«Почему деревья не называют нелюдимыми, то есть они, конечно, не люди, но и не дружат они друг с другом так, как люди себе это представляют. Если думать как отец, то все должны быть в группах. А как же Земля? Луна? Другие звезды и планеты? Они ведь все живые, но находятся друг от друга далеко. На расстоянии тысячи световых лет. Значит, все в мире и даже во Вселенной одиноки. Или, наоборот, не бывает одиночества, а его придумали люди. Зачем? Может, потому, что они такие существа, которые не могут жить поодиночке? Но я могу! Ведь мне лучше, когда я один, вот так, как теперь. – Гешка снова оглядел с улыбкой свою нору. – Но у меня все-таки есть отец, дядьки… Я не совсем один. Хотя мы редко бываем вместе и почти не общаемся. То они на работе, то очень устали, то сердятся. Раньше мне хотелось, чтобы они все время были со мной, играли, разговаривали. А сейчас я уже этого не хочу. Наверное, раньше я был слишком маленький, слабый и беспомощный, и мне нужна была их компания, а теперь я вырос и хочу быть один… Как человеку может быть скучно с самим собой?

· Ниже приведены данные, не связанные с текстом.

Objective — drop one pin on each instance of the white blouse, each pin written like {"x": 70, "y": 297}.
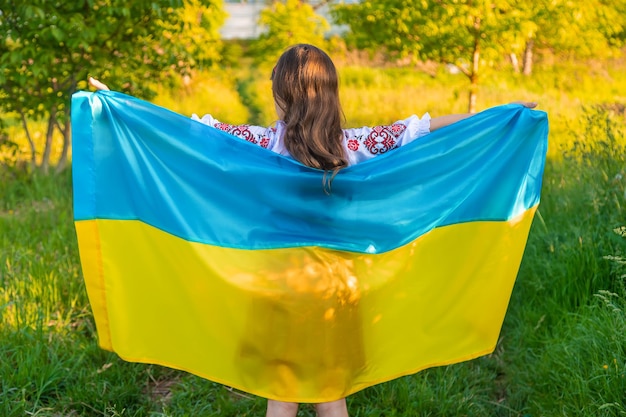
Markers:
{"x": 360, "y": 144}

Ведь в голове все время есть мысли, которые можно обдумывать, есть воспоминания и мечты. А как сидели узники в одиночных камерах тюрем? Совсем одни. Правда, некоторые сходили с ума, наверное, потому, что слишком много думали и терялись в путанице своих мыслей… Зиму обещают снежную. Как бы вовсе не засыпало овраг и мою нору».

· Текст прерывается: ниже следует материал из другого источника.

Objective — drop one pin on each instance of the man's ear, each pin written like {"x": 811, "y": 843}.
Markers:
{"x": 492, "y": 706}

В прошлом году снега почти не было, и Гешке удавалось пробраться в нору. Он не мог попасть сюда только в весенние месяц-полтора, когда по склонам и дну оврага текла мутная талая вода, подкрашенная рыжеватой овражной глиной.

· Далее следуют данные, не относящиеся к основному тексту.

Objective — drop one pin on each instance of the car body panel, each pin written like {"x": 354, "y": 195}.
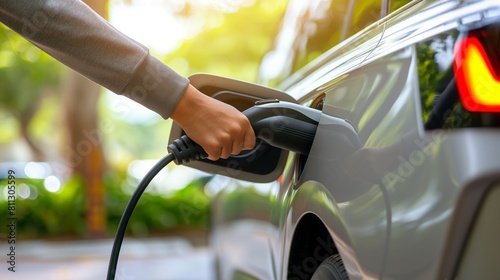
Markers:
{"x": 391, "y": 194}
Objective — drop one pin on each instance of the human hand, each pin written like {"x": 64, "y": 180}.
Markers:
{"x": 220, "y": 129}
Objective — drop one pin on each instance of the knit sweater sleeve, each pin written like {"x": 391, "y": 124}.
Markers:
{"x": 74, "y": 34}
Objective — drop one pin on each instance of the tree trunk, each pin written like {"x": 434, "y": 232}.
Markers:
{"x": 84, "y": 141}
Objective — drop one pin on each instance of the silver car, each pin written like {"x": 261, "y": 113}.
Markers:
{"x": 407, "y": 186}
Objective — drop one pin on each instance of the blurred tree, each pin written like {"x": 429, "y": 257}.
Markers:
{"x": 27, "y": 76}
{"x": 235, "y": 39}
{"x": 84, "y": 150}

Зимой Гешка разжигал у входа костерок из сухих веток, запасенных с лета и сложенных в нише под потолком. Снег вокруг костра таял, плыл в сторону и смерзался пористой слоистой коркой там, куда не доставал жар.
От костра странно пахло илом и грибами. Зимний костер жадно поглощал дрова – бесценный небольшой летний запас, хрустел еловыми шишками, глотал целиком тонкие веточки и долго, с наслаждением, как карамельку, облизывал и смаковал толстые сучья.
Гешка тосковал по зимнему костру, этому слиянию холода и огня, столкновению противоположностей, которое не вызывало взрыва, но из которого возникала вода… или слезы.
В коридоре Гешка наткнулся на потрепанный рюкзак и заляпанный масляной краской этюдник. Дядя Федя приехал. С кухни плыли табачные облака и пар от варившейся картошки. Пахло селедкой и луком. Отец зажег свет в коридоре и высветил Гешку в полной красе землепроходца.
– Да где же ты опять так вывалялся? – Отец хмурился. Его такие же бежевые, как у Гешки, глаза сузились, и веснушки на щеках утонули в сердитых морщинках. – Ты мне назло это делаешь? Ну, что молчишь? Скрипку отнес?
Гешка кивнул.
– Ремонт в копеечку влетит.
– Не надо ее чинить. Я все равно не буду больше заниматься, – наклонив голову, негромко сказал Гешка.
Но отец и не слушал его.
– Я сегодня заехал в твою музыкальную школу, и Клавдия Сергеевна дала тебе скрипку из фондов школы, пока нашу не починят. Так что тебе будет чем сегодня заняться. Приведи себя в порядок. – Отец брезгливо, двумя пальцами, взялся за испачканный край Гешкиной куртки. – Поешь и иди заниматься. Тебе, кстати, еще и уроки делать. Шляешься неизвестно где целый день. Вот скажи, где ты был?
– Гулял.
– Где, интересно, можно так изгваздаться, гуляючи? Опять один бродил? Все ищешь на свою голову приключений. – Отец сам снял с Гешки куртку. – Небось снова около депо ошивался?
– Я никогда там не ошиваюсь! – вдруг вспыхнул Гешка.